On the estimation of the total number of SARS-CoV-2 infections

Carlos Hernandez-Suarez; Polo Verne; Efren Murillo-Zamora

doi:10.1101/2020.04.23.20077446

Abstract

We introduce a simple methodology to estimate the total number of infected with SARS-CoV-2 based on the number of deaths in households with at least one confirmed case of COVID-19. If we are willing to assume that a single member of a household with n members will infect the remaining members with probability 1, then the number of deaths in a household follows a binomial distribution with parameters (n−1, p) where p is the CFR. Although the method may be affected by classification errors, its simplicity will allow to reduce the error of the estimates by increasing the sample size, since it requires minimal laboratory testing capabilities. We illustrate our methodology with data from Mexico and estimate the CFR in 0.34 %, that is, we estimate that the total number of infections is about 300 times larger than the number of deaths. We specify some dataset limitations. In comparison, using the number of deaths to date and a recently published results from random tests in Iceland, we calculated the ratio estimated infections/deaths in about 200 for that country.

1. Introduction

It is known that the immune response to SARS-CoV-2 range from fully asymptomatic to exhibit mild or even severe responses that may cause death. Estimates of the probability of presenting a particular response is useful for prevention and attention purposes or even for building appropriate mathematical models that may provide some projections at the population level, specially to analyze the evolution of the immune population with the purpose of economic recovery. These estimates are particularly important to estimate the total number of infections by expanding the fraction of observed in some category, for the instance the number of hospitalized persons or the number of deaths.
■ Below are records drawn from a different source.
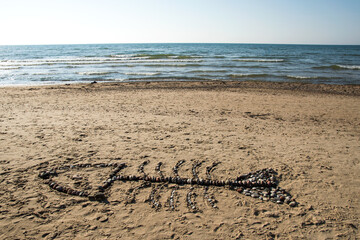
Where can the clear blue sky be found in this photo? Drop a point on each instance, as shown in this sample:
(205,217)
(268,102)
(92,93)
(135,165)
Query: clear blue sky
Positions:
(149,21)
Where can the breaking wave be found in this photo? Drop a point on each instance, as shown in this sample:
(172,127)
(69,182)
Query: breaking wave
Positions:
(258,60)
(339,67)
(248,75)
(95,73)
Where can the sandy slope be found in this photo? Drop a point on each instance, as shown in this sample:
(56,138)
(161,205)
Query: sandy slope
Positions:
(308,133)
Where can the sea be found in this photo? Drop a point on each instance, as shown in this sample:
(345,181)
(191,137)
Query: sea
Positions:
(64,64)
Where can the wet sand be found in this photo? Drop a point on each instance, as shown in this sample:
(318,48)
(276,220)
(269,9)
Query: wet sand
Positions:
(308,133)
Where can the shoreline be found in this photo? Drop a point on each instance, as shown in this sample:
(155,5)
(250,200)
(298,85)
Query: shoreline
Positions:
(350,89)
(309,134)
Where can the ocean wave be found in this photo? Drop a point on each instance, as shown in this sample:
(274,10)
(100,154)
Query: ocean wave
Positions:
(9,68)
(248,75)
(339,67)
(299,77)
(95,73)
(143,74)
(208,71)
(165,56)
(172,65)
(258,60)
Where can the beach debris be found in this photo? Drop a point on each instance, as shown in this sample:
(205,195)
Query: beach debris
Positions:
(210,169)
(158,169)
(190,199)
(173,199)
(155,196)
(261,184)
(196,165)
(208,198)
(141,167)
(177,166)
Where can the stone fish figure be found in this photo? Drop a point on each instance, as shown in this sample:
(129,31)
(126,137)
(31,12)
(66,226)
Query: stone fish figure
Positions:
(261,184)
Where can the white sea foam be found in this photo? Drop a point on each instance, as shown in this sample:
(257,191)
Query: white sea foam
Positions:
(143,73)
(353,67)
(94,73)
(300,77)
(258,60)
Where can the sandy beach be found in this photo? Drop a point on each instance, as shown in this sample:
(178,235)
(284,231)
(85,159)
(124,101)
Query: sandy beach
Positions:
(309,134)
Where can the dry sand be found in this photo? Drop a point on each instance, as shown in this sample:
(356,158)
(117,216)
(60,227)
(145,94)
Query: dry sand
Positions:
(309,133)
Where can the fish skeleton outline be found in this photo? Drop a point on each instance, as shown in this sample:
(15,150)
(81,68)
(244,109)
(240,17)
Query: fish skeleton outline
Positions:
(261,184)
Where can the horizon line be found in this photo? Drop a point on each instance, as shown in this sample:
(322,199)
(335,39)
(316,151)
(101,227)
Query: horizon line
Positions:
(113,43)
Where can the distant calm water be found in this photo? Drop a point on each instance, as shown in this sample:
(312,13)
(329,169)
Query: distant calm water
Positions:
(57,64)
Let p = [p₁, p₂, …, p_s] be the probabilities that an individual will develop reaction i from a possible set reactions, for instance: S = {None, Mild, Severe, Death} or any other categorization that can be associated to an individual without error and where the categories are mutually exclusive. The idea is that if the number of individuals in some category k is known or can be approximated, say n_k, and its proportion p_k can be estimated, then the total number of individuals in all categories can be estimated with n_k/p_k.

There are current estimates of the probability of showing a specific reaction to infection, for instance, being asymptomatic, presenting mild or severe symptoms [1, 2, 3, 4], but their statistical properties are unknown. A possible design that would allow to estimate p is random screening for infection or antibodies, and categorizing the response of infected or already immune individuals. The press has announced ongoing studies of this type to estimate the share of immunes which would allow to estimate the spread of the disease, but these studies may face some bias depending on the level of randomness, since in most trials participation is voluntary and individuals that were exposed or believe that were exposed may feel encouraged to participate, contributing to overestimate the spread of the disease.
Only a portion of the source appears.